U.S. stocks are at the start of a more meaningful correction and possibly even a bear market, Marc Faber, the editor and publisher of the Gloom, Boom and Doom report told CNBC in Singapore on Saturday, though he added that further money printing would likely limit the decline in the S&P 500.
“The technical underpinnings of the market have been a disaster in the last couple of weeks,” Faber said on the sidelines of the Maybank Invest Asia conference. “The number of new highs have declined, the volume has been poor, insider sales just hit a record.”
Faber said the weakness in economically sensitive stocks such as mining and industrial goods was particularly “disturbing.”
Known as a contrarian, Faber's views are at odds with those of Byron Wien who told CNBC last week the bull market in stocks would continue throughout the year.
According to Faber, Friday's jobs report is another sign the economic recovery remains subpar and he believes the S&P 500 chart pattern is also signalling worrying signs.
The index made a head-and-shoulder pattern last year, then dropped to its October low before rebounding through the necklines to a new high, he said.

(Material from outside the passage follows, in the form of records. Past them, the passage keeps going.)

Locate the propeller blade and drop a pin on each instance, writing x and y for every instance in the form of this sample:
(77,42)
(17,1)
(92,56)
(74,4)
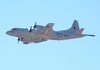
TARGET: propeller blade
(18,39)
(35,25)
(30,30)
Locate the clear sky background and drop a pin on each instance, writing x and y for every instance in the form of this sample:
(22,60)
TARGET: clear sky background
(74,54)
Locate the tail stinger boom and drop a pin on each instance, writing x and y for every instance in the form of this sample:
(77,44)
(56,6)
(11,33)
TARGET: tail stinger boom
(74,28)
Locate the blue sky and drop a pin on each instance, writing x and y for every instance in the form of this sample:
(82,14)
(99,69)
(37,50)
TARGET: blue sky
(75,54)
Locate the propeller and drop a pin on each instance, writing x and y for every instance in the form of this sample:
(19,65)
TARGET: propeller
(18,39)
(30,30)
(34,25)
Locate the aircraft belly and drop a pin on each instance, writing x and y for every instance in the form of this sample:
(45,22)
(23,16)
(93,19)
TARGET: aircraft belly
(65,36)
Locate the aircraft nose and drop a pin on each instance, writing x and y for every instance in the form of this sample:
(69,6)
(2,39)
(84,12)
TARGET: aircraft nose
(8,32)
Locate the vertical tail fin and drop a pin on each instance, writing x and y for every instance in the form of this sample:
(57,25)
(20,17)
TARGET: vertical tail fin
(74,27)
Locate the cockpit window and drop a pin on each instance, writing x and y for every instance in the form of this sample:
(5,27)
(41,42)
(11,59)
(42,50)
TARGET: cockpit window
(14,29)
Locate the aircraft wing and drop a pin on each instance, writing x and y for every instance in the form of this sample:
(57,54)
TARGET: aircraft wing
(47,31)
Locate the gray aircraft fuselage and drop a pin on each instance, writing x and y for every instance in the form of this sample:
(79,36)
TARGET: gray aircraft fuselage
(44,33)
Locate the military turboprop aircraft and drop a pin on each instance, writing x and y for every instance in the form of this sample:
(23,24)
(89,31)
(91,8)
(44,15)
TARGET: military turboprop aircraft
(43,33)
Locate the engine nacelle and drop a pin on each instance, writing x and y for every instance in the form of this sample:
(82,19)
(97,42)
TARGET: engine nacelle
(39,27)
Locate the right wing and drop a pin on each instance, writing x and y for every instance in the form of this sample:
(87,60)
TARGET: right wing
(47,31)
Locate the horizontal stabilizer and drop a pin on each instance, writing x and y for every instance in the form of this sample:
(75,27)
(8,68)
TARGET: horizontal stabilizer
(79,31)
(91,35)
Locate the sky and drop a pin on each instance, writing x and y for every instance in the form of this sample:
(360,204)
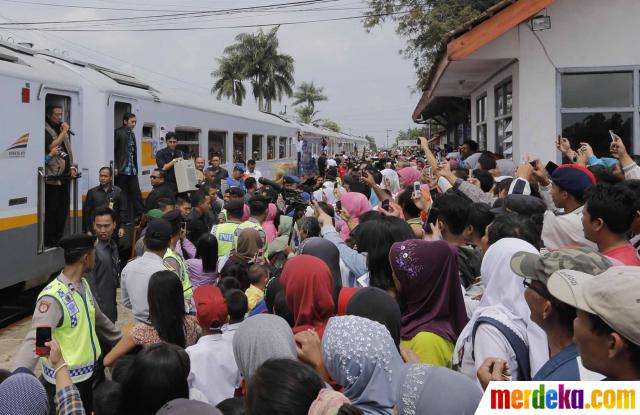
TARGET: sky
(368,83)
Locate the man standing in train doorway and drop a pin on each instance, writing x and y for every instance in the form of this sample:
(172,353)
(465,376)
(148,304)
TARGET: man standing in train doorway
(59,169)
(299,145)
(126,166)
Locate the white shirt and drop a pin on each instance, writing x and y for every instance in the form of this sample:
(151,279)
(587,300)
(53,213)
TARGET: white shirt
(255,174)
(213,368)
(564,230)
(135,283)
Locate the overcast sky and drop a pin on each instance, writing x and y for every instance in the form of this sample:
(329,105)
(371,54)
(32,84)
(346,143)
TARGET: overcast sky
(367,81)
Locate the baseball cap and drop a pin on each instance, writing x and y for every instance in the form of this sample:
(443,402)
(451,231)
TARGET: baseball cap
(239,166)
(573,178)
(522,204)
(183,406)
(613,295)
(211,307)
(158,230)
(540,267)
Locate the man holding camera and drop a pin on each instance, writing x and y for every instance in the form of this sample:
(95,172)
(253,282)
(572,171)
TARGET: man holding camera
(59,170)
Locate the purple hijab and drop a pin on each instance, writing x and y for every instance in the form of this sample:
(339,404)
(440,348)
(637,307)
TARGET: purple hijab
(430,286)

“I’m not saying that I would rely in my life only on technical analysis, but in the text books of technical analysis… (this pattern) is actually viewed as a very negative development."
Faber warned of a bear market in stocks on August 3 last year, when the S&P 500 was at 1254. While the market didn’t enter bear territory (defined as a 20 percent drop over a couple of months), Faber’s warning seemed prescient. The S&P 500 declined around 14 percent in the weeks after he spoke to an intra-day low of 1074 in October.
This time Faber is much more cautious about calling a bear market, pointing out merely that it could happen. He says he isn’t short the S&P 500 currently because he’s convinced there will be another round of quantitative easing by the Federal Reserve, which could mitigate the declines. Still, he said he was holding a bit more cash and less in terms of equities.
Faber, who's been a gold bull for much of the last decade and keeps around a quarter of his assets in precious metals has been bearish on bullion since September last year after it “overshot” and hit a record high of $1921.
On Saturday, he told CNBC, gold prices could fall further after they declined 1.8 percent last week.
“I still feel we are in a correction period and again like in equities, it’s a correction that is somewhat more serious."